First Reading: Hebrews 4:1-5, 11
Therefore, while the promise of entering his rest is still open, let us take care that none of you should seem to have failed to reach it. For indeed the good news came to us just as to them; but the message they heard did not benefit them, because they were not united by faith with those who listened. For we who have believed enter that rest, just as God has said, “As in my anger I swore, ‘They shall not enter my rest,'” though his works were finished at the foundation of the world. For in one place it speaks about the seventh day as follows, “And God rested on the seventh day from all his works.” And again in this place it says, “They shall not enter my rest.” Since therefore it remains open for some to enter it, and those who formerly received the good news failed to enter because of disobedience, again he sets a certain day – “today” – saying through David much later, in the words already quoted, “Today, if you hear his voice, do not harden your hearts.”
For if Joshua had given them rest, God would not speak later about another day. So then, a sabbath rest still remains for the people of God; for those who enter God’s rest also cease from their labours as God did from his. Let us therefore make every effort to enter that rest, so that no one may fall through such disobedience as theirs.

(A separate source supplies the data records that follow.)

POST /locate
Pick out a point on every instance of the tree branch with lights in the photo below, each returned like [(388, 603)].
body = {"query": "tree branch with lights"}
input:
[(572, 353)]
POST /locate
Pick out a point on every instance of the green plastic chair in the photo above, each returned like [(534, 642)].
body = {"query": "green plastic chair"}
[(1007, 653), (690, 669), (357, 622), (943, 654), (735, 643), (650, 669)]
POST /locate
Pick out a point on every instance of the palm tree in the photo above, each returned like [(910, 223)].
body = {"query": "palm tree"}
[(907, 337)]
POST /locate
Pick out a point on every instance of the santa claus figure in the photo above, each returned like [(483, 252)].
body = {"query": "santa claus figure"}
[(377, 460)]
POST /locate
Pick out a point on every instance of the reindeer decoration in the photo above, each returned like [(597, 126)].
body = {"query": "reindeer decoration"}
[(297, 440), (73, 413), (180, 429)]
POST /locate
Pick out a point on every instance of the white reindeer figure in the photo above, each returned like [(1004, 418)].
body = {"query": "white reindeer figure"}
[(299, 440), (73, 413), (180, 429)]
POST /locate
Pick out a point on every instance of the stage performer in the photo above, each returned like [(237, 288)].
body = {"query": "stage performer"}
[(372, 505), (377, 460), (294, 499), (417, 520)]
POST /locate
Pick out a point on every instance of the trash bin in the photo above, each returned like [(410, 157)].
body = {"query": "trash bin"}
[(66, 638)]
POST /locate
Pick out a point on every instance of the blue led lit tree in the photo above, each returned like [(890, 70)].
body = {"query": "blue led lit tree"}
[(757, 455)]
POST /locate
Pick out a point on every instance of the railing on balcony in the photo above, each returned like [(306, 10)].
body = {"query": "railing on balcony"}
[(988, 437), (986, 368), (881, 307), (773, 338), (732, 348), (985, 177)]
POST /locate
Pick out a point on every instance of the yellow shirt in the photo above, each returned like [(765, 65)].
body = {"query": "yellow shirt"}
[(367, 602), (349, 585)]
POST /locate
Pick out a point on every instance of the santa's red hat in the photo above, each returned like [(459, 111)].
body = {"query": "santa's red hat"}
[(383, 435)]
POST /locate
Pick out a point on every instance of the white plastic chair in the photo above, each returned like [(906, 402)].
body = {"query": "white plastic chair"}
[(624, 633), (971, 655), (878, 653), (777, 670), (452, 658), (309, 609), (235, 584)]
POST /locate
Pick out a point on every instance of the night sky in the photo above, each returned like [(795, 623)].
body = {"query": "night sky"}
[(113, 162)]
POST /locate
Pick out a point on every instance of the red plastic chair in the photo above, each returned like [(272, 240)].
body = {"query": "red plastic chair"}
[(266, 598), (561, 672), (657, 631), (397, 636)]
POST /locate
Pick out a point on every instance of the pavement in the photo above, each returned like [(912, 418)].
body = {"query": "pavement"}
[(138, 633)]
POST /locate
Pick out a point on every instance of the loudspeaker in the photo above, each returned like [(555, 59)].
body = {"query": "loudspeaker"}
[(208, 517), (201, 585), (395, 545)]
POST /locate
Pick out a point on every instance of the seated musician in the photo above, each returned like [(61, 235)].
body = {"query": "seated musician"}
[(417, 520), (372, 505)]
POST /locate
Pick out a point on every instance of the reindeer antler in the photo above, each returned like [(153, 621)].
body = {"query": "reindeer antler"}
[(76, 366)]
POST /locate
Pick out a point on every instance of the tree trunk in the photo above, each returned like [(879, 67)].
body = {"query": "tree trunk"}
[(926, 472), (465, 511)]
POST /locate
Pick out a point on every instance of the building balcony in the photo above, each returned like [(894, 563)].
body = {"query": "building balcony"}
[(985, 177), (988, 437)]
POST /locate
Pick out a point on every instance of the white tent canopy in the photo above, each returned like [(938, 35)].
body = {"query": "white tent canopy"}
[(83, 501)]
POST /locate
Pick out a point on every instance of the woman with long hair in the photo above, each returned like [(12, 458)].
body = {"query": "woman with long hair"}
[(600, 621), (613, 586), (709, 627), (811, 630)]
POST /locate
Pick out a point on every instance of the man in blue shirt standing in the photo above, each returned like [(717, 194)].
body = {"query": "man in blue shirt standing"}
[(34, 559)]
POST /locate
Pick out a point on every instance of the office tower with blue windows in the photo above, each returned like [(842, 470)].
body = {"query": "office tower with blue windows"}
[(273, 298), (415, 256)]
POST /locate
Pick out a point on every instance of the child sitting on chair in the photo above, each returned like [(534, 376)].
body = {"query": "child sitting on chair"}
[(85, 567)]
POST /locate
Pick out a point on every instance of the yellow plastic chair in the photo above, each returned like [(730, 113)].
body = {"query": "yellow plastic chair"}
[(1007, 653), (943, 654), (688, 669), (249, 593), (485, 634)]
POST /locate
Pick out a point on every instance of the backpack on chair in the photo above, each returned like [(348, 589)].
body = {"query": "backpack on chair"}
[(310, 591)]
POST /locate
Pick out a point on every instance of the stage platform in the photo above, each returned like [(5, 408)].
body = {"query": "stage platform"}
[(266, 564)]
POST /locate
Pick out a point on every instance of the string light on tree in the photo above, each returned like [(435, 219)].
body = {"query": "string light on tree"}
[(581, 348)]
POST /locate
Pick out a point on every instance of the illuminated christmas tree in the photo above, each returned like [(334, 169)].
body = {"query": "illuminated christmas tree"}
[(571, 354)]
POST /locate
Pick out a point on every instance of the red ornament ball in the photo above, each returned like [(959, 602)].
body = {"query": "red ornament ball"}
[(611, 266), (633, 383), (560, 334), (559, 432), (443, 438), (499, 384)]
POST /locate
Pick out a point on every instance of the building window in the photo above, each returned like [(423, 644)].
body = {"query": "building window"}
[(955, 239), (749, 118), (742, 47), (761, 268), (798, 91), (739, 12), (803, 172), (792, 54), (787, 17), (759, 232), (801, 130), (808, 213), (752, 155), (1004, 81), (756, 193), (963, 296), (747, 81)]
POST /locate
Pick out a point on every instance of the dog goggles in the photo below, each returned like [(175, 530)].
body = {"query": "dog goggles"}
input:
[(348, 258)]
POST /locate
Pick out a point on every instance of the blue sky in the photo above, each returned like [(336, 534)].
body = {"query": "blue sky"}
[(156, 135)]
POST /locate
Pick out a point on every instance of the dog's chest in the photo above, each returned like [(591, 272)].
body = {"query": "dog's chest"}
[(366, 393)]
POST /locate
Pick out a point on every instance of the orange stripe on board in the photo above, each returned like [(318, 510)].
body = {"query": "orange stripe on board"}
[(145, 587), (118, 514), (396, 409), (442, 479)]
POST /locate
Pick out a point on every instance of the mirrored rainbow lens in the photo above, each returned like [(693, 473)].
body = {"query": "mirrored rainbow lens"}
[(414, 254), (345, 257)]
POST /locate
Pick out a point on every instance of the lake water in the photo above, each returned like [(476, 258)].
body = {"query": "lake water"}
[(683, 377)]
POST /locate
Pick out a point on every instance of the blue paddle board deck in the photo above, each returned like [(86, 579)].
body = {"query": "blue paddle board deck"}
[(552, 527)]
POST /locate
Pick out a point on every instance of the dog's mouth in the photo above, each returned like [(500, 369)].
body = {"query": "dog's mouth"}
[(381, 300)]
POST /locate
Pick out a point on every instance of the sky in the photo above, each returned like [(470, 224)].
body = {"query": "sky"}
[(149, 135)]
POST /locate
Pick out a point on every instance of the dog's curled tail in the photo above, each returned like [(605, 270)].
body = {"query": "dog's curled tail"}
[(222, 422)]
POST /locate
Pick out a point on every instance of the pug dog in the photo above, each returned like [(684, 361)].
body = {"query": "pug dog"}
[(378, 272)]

Indeed, the word of God is living and active, sharper than any two-edged sword, piercing until it divides soul from spirit, joints from marrow; it is able to judge the thoughts and intentions of the heart. And before him no creature is hidden, but all are naked and laid bare to the eyes of the one to whom we must render an account. Since, then, we have a great high priest who has passed through the heavens, Jesus, the Son of God, let us hold fast to our confession. For we do not have a high priest who is unable to sympathize with our weaknesses, but we have one who in every respect has been tested as we are, yet without sin.
Gospel: Mark 2:1-12
When he returned to Capernaum after some days, it was reported that he was at home. So many gathered around that there was no longer room for them, not even in front of the door; and he was speaking the word to them. Then some people came, bringing to him a paralyzed man, carried by four of them. And when they could not bring him to Jesus because of the crowd, they removed the roof above him; and after having dug through it, they let down the mat on which the paralytic lay. When Jesus saw their faith, he said to the paralytic, “Son, your sins are forgiven.” Now some of the scribes were sitting there, questioning in their hearts, “Why does this fellow speak in this way? It is blasphemy! Who can forgive sins but God alone?” At once Jesus perceived in his spirit that they were discussing these questions among themselves; and he said to them, “Why do you raise such questions in your hearts? Which is easier, to say to the paralytic, ‘Your sins are forgiven,’ or to say, ‘Stand up and take your mat and walk’? But so that you may know that the Son of Man has authority on earth to forgive sins” – he said to the paralytic – “I say to you, stand up, take your mat and go to your home.” And he stood up, and immediately took the mat and went out before all of them; so that they were all amazed and glorified God, saying, “We have never seen anything like this!”